Antibodies are one of the very most powerful tools we have for protein analysis. At LSBM we are creating monoclonal antibodies for all the nuclear hormone receptors. Based on our BV-patented technology we are also developing a method for the generation of functional monoclonal antibodies against GPCR. Systematic antibody generation has enabled us to study the temporal and spatial changes which occur in protein complexes.

The virus which expresses the GPCR signaling complex

GPCR is the most important protein family for the recognition of many chemical substances at the cell surface. They are the target of many drugs. At LSBM, we have succeeded in establishing the functional expression of GPCR on the surface of insect baculovirus (BV). Three different kinds of G proteins, α, β, and γ, have also been expressed along with GPCR on baculovirus and created a comlex, the ligand for which can be recognized at 1/100 the concentrations required in other systems.

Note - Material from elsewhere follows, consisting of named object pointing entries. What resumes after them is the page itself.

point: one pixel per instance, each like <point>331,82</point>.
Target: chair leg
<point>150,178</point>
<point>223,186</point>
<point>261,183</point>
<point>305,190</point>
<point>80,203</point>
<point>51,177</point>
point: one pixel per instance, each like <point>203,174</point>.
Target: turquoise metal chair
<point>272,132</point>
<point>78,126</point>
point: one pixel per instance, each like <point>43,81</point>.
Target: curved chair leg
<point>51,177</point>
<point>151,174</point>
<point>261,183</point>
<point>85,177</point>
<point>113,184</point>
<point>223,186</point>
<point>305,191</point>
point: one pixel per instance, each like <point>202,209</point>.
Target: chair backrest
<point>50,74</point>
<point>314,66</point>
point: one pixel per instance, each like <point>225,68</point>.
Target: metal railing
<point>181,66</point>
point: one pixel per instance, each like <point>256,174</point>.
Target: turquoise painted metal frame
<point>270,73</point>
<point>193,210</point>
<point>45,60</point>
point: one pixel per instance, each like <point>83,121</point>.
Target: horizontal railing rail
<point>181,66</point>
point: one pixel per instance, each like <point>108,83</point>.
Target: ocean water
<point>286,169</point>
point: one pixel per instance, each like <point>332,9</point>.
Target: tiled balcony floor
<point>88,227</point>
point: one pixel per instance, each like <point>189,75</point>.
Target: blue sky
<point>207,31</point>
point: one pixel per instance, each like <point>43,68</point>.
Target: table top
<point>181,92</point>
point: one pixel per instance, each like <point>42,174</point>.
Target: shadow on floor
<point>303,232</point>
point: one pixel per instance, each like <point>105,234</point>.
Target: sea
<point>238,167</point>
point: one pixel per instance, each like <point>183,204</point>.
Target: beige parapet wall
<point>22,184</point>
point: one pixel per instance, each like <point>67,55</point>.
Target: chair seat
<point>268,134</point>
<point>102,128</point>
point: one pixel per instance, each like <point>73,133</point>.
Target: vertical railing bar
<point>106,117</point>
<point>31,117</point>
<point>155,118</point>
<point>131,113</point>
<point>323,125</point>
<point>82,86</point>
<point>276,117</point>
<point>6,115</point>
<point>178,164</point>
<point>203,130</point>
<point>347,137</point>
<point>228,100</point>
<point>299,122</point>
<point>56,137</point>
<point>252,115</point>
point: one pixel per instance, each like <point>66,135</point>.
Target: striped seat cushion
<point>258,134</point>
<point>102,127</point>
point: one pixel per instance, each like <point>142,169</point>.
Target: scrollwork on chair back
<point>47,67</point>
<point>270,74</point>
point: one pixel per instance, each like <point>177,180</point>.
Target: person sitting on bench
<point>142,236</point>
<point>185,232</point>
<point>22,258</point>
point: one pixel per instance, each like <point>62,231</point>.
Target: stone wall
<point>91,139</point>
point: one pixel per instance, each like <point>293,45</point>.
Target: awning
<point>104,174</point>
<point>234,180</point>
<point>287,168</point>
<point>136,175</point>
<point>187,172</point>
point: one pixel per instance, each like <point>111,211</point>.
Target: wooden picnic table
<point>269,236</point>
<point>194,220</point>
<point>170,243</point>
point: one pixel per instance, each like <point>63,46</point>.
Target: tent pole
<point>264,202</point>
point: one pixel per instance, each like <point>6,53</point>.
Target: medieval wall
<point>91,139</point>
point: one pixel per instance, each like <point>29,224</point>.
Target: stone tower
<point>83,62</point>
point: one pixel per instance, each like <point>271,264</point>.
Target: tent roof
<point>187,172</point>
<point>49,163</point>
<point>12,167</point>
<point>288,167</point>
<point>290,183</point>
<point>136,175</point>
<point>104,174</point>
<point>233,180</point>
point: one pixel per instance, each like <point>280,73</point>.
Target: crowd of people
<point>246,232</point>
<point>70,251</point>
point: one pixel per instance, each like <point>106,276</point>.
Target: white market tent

Ligand binding can be indicated by luminescent insect virus

We are developing a virus which will change the range of emitting fluorescence by means of FRET technology. In this system, ligand binding causes the dissociation of the Ga protein from GPCR and binding of Ga to the effector molecule. We are developing a FRET system which operates on the virus surface, and this technology will be a key for the development of GPCR protein chip technology.

An artificial smell sensor

We can detect 10,000 or more odors and have about 500 known odorant GPCRs in our nose. Our brain can recognize a smell from the pattern of signals from these receptors. In LSBM, we have succeeded in the expression of an odorant receptor on an insect virus. We are now developing an artificial smell sensor using all of the 500 known GPCR in insect virus systems.

A Diagnosis of cancer can be performed from a single drop of blood.

Cancer is one of the greatest causes of death and suffering the world today.

At LSBM, the expression profile of the more than 30,000 genes involved in liver and stomach cancer has been determined by means of DNA chip technology. We are expressing the genes most highly induced at the various stages of cancer from transformation to metastasis, and generating monoclonal antibodies against these proteins. We are also actively developing a novel method for the simultaneous measurement of these multiple protein levels in patientsﾕ blood using monoclonal antibodies. This method will enable a rapid and accurate diagnosis of cancer from only one drop of blood.

Monoclonal antibodies which can kill a cancer cell

The monoclonal antibody SP-3 has been generated against a membrane protein the expression of which is induced during malignant transformation. SP-3 kills cultivated liver cancer cells and has attracted attention as a potential new anti-cancer agent. At LSBM we are comprehensively profiling molecular targets on the surface of cancer cells. LSBM provides the technological platform for genome-based antibody development which will allow novel treatments for diseases currently thought to be intractable.

Monitoring the development of atherosclerosis in a test tube.

Atherosclerosis is for the most part a silent disorder until it erupts in a stroke or heart attack. At LSBM, we have developed a novel system which allows the generation of vascular lesions in vitro. This interactive pathology model enables us to much more easily study the process of atherosclerosis and to determine the specific intervening effect of potential or established drugs.

Drug development for lipid and glucose metabolism

At LSBM, we are analyzing the effect of drugs on gene expression in conjunction with our work on membrane and nuclear chemoreceptors. Many such chemoreceptors have been identified as drug targets in hyperlipidemia and diabetes, and by studying changes in gene expression profile by the administration of drugs, we will get a much more precise understanding of the optimal treatment mechanisms.